Entry is free at all National Park sites on Saturday
Yellowstone? Free. Yosemite? Free. Everglades? Free!
That includes not only those marquee national parks, but all other types of sites the NPS manages: National battlefields such as Antietam in Maryland; national historic sites such as President Theodore Roosevelt’s birthplace in New York; national monuments such as the Native American Effigy Mounds in Iowa; and national seashores such as Cumberland Island in Georgia. (Click here for a full listing of every NPS site, which it calls “units”).
Actually, most NPS sites are free all year. Only 108 charge a fee.
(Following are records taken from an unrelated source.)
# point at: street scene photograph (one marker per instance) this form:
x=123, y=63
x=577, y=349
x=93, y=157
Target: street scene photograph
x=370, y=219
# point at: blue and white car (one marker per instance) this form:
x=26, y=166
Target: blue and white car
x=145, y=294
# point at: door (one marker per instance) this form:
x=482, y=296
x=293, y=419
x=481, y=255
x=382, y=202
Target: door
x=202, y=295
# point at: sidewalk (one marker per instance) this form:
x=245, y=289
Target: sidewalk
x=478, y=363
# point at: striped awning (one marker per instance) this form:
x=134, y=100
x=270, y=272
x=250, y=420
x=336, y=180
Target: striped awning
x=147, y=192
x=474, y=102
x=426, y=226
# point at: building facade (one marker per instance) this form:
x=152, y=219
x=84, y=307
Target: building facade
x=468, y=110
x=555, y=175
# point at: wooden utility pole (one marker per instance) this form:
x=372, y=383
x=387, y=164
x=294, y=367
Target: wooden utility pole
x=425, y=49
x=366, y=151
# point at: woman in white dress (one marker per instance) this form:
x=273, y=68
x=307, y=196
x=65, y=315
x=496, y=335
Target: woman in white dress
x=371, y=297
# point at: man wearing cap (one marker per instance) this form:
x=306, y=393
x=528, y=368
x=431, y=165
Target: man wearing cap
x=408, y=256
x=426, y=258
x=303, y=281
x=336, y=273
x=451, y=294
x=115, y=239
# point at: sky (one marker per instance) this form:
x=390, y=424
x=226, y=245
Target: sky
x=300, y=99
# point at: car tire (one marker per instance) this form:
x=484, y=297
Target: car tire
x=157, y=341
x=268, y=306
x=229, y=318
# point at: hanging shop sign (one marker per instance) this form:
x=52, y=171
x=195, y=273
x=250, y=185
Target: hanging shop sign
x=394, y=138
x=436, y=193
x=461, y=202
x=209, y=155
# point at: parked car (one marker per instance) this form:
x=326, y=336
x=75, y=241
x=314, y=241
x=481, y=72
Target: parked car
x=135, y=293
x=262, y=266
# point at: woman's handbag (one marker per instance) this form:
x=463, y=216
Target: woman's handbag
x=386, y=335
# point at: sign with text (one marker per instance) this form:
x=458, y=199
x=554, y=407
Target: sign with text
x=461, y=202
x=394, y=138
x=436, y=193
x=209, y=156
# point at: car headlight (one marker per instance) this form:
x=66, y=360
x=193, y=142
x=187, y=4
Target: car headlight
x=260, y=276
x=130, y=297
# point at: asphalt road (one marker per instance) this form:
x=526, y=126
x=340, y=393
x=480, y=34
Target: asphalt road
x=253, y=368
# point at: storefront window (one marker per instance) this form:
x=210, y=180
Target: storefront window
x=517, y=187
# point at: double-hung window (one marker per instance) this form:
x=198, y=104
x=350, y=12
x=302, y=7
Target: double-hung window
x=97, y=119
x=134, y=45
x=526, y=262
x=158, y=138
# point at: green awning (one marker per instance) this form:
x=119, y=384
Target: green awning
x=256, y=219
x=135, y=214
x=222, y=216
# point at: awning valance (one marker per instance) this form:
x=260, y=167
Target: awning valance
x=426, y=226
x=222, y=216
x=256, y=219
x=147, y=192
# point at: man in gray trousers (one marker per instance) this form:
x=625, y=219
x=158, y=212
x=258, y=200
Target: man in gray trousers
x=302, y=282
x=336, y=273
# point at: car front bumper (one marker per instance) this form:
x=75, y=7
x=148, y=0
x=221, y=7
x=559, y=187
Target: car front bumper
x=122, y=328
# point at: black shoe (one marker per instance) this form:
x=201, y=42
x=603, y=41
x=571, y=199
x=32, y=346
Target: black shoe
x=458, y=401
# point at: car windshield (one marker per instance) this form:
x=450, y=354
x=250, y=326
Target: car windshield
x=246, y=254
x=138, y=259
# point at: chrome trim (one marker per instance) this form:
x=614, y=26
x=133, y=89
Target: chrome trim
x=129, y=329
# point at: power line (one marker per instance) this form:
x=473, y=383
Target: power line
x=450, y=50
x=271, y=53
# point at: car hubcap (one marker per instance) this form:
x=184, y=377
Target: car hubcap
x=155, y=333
And as you’d suspect, it’s the big names that ask you to pay to enter: Places such as Arches in Utah, Crater Lake in Oregon and Shenandoah in Virginia.
But they’re all free this Saturday.
5 free days in 2022
Just in case you missed the free day back in January and can’t make it to an NPS site on Saturday, there are still three remaining dates when entry fees are waived for you planners:
• August 4: Anniversary of the Great American Outdoors Act
• September 24: National Public Lands Day
• November 11: Veterans Day
One catch: “The entrance fee waiver for fee-free days does not cover amenity or user fees for activities such as camping, boat launches, transportation or special tours,” the NPS says.
If you’re not much of a planner, it might be a good idea to pick up the habit — particularly if you want to see a popular site on a free day.
Of those 420+ sites in the National Park System, the top 25 got more than half of the system’s total number of visits last year. Some parks set all-time records for visitors.
Extra fees, advanced reservations, special passes, lotteries and caps on the number of visitors are all in play in 2022.
If you have a particular site you wish to visit, check its website first.
The rest of National Park Week
While the free-for-all is just one day, the NPS has a whole week of social media themes planned out, one for each day.
For instance, Sunday is “Creativity Day,” and Wednesday is “Opportunities on Workforce” when you can learn about jobs with the NPS and its partners.
Click here for details on each day.
National Park strategies
With competition to enter the Yellowstones and Yosemites of the system so fierce, you might want to come up with a strategy, whether it’s a free day or not.
First is plan early as possible. Many places book up faster than ever.
Also, consider visiting lower-profile or harder-to-reach parks. The NPS is encouraging people to see their other offerings that might be less crowded. Some ideas:
• Congaree National Park (South Carolina): This is the “largest intact expanse of old growth bottomland hardwood forest remaining in the [Southeast].” You won’t find another national park quite like it.
• Great Basin National Park (Nevada): This features 13,063-foot Wheeler Peak, sage-covered foothills and the darkest of dark-night skies.
• Guadalupe Mountains National Park (Texas): About 110 miles east of El Paso, it features the four tallest peaks in Texas, canyons, desert landscapes and dunes.
• Katmai National Park and Preserve (Alaska): Stunning views and brown bear sightings are just two of the highlights of this park southwest of Anchorage.
With gasoline prices so high, it makes sense to visit park clusters.
One idea: While you’re visiting Bandalier National Monument in New Mexico, check out the nearby Valles Caldera National Preserve. And just 90 minutes or so away is scenic Carson National Forest, run by the USDA’s Forest Service. There’s no fee, and it has lovely driving and hiking vistas.